Guest column: Grand County can’t solve water issues alone
In Mr. Newton’s letter in the Sept. 11 Sky-Hi News, he stated that the Upper Colorado River Watershed Group (UCRWG) did not participate in the drafting of the Grand County Drought Management Plan. This is wrong since our board president, Andy Miller, did attend the meetings and distributed the draft version to our board for review. In fact, we are in agreement that the document is a good effort and a needed policy for how the county is to proceed in drought conditions.
However, the county plan represents the efforts of 15,000 plus Grand County citizens and businesses to do their part to preserve and protect our water supply and aquatic resources.
Now compare that to the fact that 15,000 people are probably what you find in one neighborhood on the Front Range. Multiply that by hundreds of neighborhoods drawing on the water from Grand County and the reality sets in that whatever we do up here regarding drought management is but a grain of sand on the beach.
Unless Denver Water and Northern initiate conservation measures proportionate to their population to what we are doing in Grand County, all our efforts will be for naught.
Mr. Newton also makes a rather brash statement that our recommendation for an impact fee to pay for the damages caused by the massive amounts of water being removed from Grand County is illegal. Impact fees are well established in Colorado state law. Our county, in fact, uses impact fees as part of their 1041 permitting process.
An impact fee has no connection to water rights as he implies. Furthermore, compensation for natural resource damages from projects sponsored by both private and government entities have extensive precedence. Just ask BP about the $83 billion in damages they paid after their Deepwater Horizon spill.

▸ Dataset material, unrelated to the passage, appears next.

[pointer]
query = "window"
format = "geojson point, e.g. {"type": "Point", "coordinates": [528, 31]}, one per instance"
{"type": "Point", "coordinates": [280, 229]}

We hear much about the Colorado River Cooperative Agreement (CRCA) and all it will do for the county. The truth is the CRCA has no provisions to cover the cost of the conservatively estimated $100 million it will take to restore the over 300 miles of impaired streams and lakes in Grand County.
Unless someone can come up with another idea to generate that kind of money, then Grand County stands to lose probably the most important resource upon which we rely. UCRWG is working diligently to require east slope water users pay to restore Grand County aquatic resources, the quality of which they also depend upon. Finding realistic amounts of funds to restore our watershed is a course of action our group believes is something upon which we can all agree.
Andy Miller and Ken Fucik are members of the Upper Colorado River Watershed Group Board of Directors.